Du bout du pied elle essaya d'écarter un des petits chiens de la reine qui s'égosillait contre elle depuis qu'elle était entrée.

– C'est votre toilette noire qui lui déplaît, dit Athénaïs, tournant et se retournant devant la glace. Dommage que vous soyez obligée de porter le deuil. Ça ne vous va pas.
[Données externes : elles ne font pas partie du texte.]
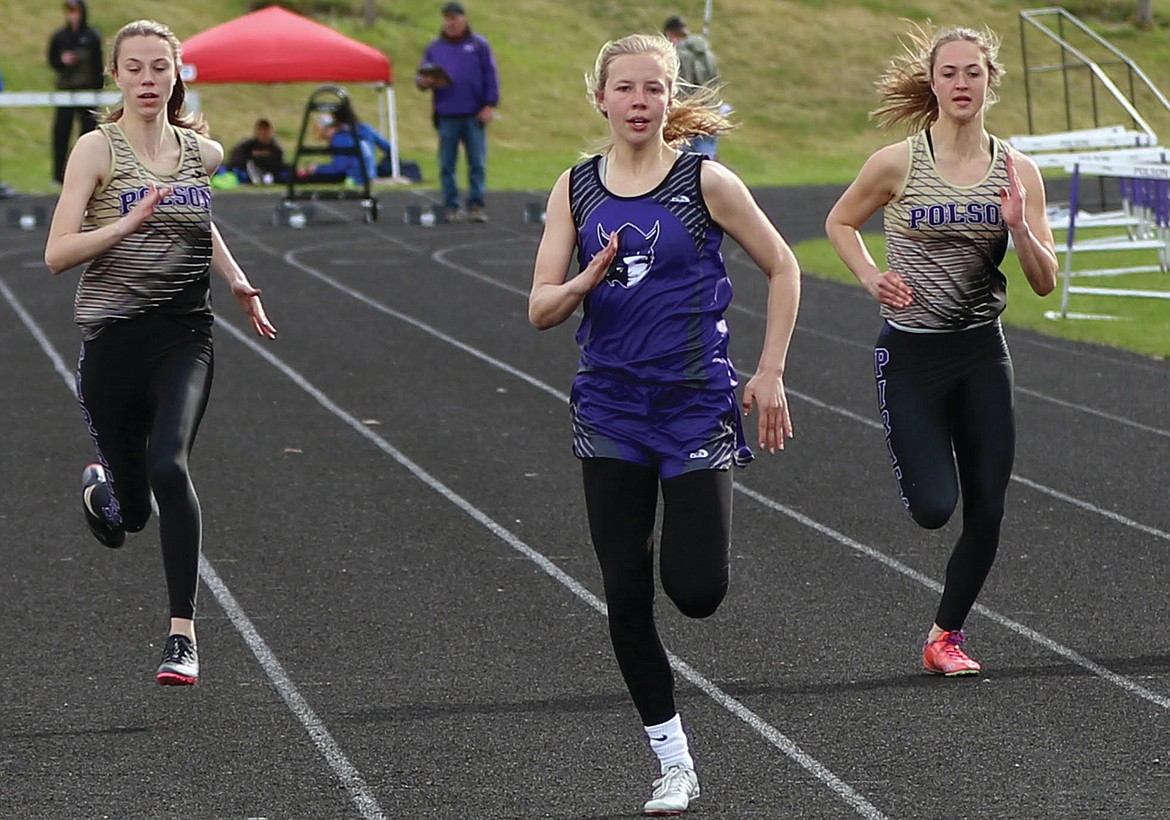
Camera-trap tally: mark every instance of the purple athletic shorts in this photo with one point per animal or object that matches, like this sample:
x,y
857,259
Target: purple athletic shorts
x,y
670,428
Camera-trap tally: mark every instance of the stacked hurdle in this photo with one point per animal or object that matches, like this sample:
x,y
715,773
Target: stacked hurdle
x,y
1146,215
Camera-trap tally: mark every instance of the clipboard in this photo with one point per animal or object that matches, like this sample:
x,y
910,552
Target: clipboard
x,y
435,74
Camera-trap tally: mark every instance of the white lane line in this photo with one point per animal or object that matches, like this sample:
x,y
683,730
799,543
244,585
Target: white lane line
x,y
358,791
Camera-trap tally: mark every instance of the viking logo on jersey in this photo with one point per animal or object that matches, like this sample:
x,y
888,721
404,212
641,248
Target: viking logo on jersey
x,y
635,254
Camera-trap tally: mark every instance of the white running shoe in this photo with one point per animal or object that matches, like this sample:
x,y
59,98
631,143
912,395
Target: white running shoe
x,y
673,792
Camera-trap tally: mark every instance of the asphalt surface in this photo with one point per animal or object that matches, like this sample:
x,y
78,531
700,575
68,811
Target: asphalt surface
x,y
400,614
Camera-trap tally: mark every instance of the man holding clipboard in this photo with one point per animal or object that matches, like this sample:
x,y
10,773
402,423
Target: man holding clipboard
x,y
458,67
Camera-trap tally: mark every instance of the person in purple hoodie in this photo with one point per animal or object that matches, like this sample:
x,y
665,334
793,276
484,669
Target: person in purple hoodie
x,y
459,68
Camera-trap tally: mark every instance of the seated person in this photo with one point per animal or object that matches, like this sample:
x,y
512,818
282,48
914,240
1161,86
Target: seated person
x,y
259,159
338,131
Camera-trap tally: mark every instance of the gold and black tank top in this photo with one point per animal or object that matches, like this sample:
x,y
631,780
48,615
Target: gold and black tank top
x,y
948,242
164,266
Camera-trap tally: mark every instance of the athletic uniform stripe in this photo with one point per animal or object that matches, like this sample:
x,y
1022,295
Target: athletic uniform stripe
x,y
165,264
948,242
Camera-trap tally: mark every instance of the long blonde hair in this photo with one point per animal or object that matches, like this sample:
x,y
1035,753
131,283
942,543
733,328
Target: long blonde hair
x,y
697,115
904,88
174,105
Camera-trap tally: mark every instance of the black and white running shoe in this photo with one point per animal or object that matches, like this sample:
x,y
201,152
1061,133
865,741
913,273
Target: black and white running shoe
x,y
94,501
180,662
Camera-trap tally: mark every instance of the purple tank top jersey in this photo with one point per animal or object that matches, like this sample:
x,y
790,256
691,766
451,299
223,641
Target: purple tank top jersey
x,y
658,316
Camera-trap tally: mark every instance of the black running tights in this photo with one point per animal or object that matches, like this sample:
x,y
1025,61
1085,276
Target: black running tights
x,y
621,500
143,385
947,406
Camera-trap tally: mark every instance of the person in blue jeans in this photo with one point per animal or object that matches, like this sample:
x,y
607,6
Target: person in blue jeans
x,y
338,131
459,68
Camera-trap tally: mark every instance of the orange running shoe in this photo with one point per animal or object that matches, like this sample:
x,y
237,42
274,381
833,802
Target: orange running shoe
x,y
943,656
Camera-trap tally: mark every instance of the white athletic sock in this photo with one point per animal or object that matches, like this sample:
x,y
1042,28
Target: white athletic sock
x,y
669,743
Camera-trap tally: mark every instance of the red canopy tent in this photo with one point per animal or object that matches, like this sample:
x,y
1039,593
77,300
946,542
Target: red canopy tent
x,y
276,46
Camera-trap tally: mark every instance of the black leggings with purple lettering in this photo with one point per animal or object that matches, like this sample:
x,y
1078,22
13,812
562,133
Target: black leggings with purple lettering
x,y
621,498
143,385
945,402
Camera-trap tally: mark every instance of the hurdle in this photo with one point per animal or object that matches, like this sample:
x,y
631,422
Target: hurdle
x,y
1146,193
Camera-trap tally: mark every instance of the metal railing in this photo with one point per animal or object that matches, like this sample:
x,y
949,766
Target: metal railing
x,y
1073,59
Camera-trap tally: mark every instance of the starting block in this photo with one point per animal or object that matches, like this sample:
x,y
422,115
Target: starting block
x,y
27,220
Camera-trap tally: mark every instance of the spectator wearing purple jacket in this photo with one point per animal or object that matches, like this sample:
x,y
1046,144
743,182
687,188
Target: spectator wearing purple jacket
x,y
459,68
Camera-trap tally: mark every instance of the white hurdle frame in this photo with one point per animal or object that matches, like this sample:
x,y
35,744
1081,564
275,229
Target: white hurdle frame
x,y
1148,202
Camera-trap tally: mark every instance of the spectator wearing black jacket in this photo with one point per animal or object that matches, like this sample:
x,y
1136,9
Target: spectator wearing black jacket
x,y
75,54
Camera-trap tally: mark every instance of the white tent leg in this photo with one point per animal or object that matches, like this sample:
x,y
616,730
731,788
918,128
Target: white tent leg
x,y
392,131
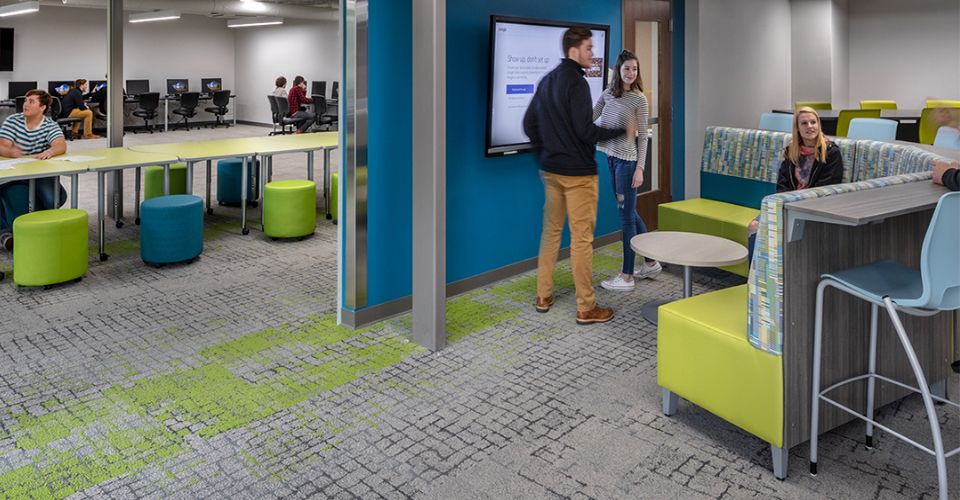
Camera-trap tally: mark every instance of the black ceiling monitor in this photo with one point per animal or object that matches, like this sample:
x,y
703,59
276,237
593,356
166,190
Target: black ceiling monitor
x,y
211,85
522,51
137,87
176,86
6,49
319,88
59,88
19,89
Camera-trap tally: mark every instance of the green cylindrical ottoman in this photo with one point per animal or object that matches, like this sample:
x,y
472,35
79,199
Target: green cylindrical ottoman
x,y
153,180
289,208
50,246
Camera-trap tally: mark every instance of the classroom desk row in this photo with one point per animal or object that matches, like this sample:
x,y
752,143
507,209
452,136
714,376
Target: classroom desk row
x,y
102,161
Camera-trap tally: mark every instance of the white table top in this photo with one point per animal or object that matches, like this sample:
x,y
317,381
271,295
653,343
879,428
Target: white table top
x,y
688,249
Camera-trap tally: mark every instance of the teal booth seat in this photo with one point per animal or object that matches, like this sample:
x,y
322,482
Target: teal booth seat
x,y
153,180
171,229
229,179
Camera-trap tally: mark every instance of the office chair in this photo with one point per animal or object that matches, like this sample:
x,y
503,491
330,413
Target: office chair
x,y
279,107
149,103
66,123
320,108
188,107
220,100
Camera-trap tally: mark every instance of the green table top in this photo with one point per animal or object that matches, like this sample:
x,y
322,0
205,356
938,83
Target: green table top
x,y
41,168
119,157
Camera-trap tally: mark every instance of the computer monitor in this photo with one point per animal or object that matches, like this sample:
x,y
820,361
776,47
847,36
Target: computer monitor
x,y
59,88
211,85
137,87
176,86
19,89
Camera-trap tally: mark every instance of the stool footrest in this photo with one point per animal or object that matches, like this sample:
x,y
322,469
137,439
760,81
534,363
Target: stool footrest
x,y
863,417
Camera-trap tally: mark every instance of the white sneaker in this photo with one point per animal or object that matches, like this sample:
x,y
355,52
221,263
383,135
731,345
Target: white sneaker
x,y
618,284
647,270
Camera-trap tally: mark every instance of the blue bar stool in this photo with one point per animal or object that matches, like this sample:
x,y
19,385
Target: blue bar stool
x,y
935,287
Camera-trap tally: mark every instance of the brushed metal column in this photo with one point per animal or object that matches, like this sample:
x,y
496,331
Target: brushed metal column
x,y
353,135
429,174
115,100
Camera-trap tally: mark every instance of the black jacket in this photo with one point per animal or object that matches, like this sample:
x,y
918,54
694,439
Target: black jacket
x,y
559,122
822,174
73,100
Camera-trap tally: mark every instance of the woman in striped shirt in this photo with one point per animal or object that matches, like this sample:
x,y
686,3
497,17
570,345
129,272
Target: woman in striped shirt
x,y
621,103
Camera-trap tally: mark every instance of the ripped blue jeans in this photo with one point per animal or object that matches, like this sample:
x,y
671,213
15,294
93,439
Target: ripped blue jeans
x,y
621,173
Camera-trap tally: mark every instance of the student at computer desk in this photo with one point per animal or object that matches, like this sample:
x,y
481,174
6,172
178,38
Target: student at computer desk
x,y
74,107
24,134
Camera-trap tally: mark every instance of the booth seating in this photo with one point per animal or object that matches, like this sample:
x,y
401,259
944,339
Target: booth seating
x,y
738,169
723,350
153,180
289,208
229,181
51,247
171,229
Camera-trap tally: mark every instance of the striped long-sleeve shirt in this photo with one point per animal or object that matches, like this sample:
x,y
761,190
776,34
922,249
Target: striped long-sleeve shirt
x,y
614,112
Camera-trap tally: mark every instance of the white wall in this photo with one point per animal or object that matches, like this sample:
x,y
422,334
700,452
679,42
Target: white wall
x,y
296,48
737,66
811,50
63,43
905,51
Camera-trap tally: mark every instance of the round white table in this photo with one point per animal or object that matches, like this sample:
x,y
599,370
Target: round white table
x,y
688,250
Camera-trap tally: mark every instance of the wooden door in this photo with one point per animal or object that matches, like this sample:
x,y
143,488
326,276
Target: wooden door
x,y
646,32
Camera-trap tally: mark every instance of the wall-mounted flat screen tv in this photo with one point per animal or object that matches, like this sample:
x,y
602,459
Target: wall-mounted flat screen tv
x,y
522,51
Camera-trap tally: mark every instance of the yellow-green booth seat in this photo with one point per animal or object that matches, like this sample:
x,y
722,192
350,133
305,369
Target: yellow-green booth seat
x,y
814,104
704,357
153,180
50,246
875,104
289,208
843,120
943,103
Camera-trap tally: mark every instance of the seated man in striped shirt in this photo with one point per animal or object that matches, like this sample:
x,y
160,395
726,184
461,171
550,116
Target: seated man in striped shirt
x,y
30,133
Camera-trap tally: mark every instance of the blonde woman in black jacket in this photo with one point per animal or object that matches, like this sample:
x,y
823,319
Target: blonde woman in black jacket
x,y
809,161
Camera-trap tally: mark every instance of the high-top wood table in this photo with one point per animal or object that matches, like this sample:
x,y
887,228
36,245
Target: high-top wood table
x,y
688,250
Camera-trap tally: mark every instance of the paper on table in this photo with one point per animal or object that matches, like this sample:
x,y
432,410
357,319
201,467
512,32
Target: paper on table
x,y
8,164
78,158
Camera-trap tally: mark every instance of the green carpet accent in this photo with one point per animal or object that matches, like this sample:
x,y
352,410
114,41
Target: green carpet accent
x,y
146,422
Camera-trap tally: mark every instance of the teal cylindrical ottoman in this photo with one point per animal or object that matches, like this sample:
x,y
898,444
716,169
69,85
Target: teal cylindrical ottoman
x,y
229,178
171,229
50,246
153,180
289,208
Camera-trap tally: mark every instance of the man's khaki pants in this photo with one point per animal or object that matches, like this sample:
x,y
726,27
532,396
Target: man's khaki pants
x,y
574,197
87,116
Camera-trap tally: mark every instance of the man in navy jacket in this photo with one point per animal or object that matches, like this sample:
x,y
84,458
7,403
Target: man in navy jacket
x,y
559,123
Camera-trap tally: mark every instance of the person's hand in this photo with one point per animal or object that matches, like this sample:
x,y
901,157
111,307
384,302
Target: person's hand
x,y
941,166
637,179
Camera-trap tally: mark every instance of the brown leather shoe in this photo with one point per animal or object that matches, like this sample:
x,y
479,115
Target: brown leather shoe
x,y
596,315
543,305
Qu'en pensez-vous, Louise ?

La Vallière, de nouveau agenouillée aux pieds de sa rivale, leva vers Angélique son regard bleu pâle, délavé, dans son maigre visage.

– Mme du Plessis est bien plus belle en noir, murmura-t-elle.

– Plus belle que moi en rouge, peut-être ?

Louise de La Vallière demeura silencieuse.

– Répondez ! cria Athénaïs dont les yeux se foncèrent comme la mer sous un souffle d'orage, ce rouge ne vaut rien, avouez-le ?

– Le bleu vous va mieux.

– Vous ne pouviez pas le dire plus tôt, triple sotte ! Enlevez-moi ça... Désœillet, Papy, aidez-moi à sortir de là, Catherine courez chercher ma toilette de satin, celle que je porte avec les diamants.

Mme de Montespan était en train d'émerger de ses jupes en mêlant ses cris aux aboiements du chien, lorsque le roi entra, en costume de Cour, excepté l'énorme manteau à fleurs de lys, qu'il ne revêtirait qu'au dernier moment. Suivi de Bontemps, il sortait de chez la reine. Ses sourcils se froncèrent légèrement.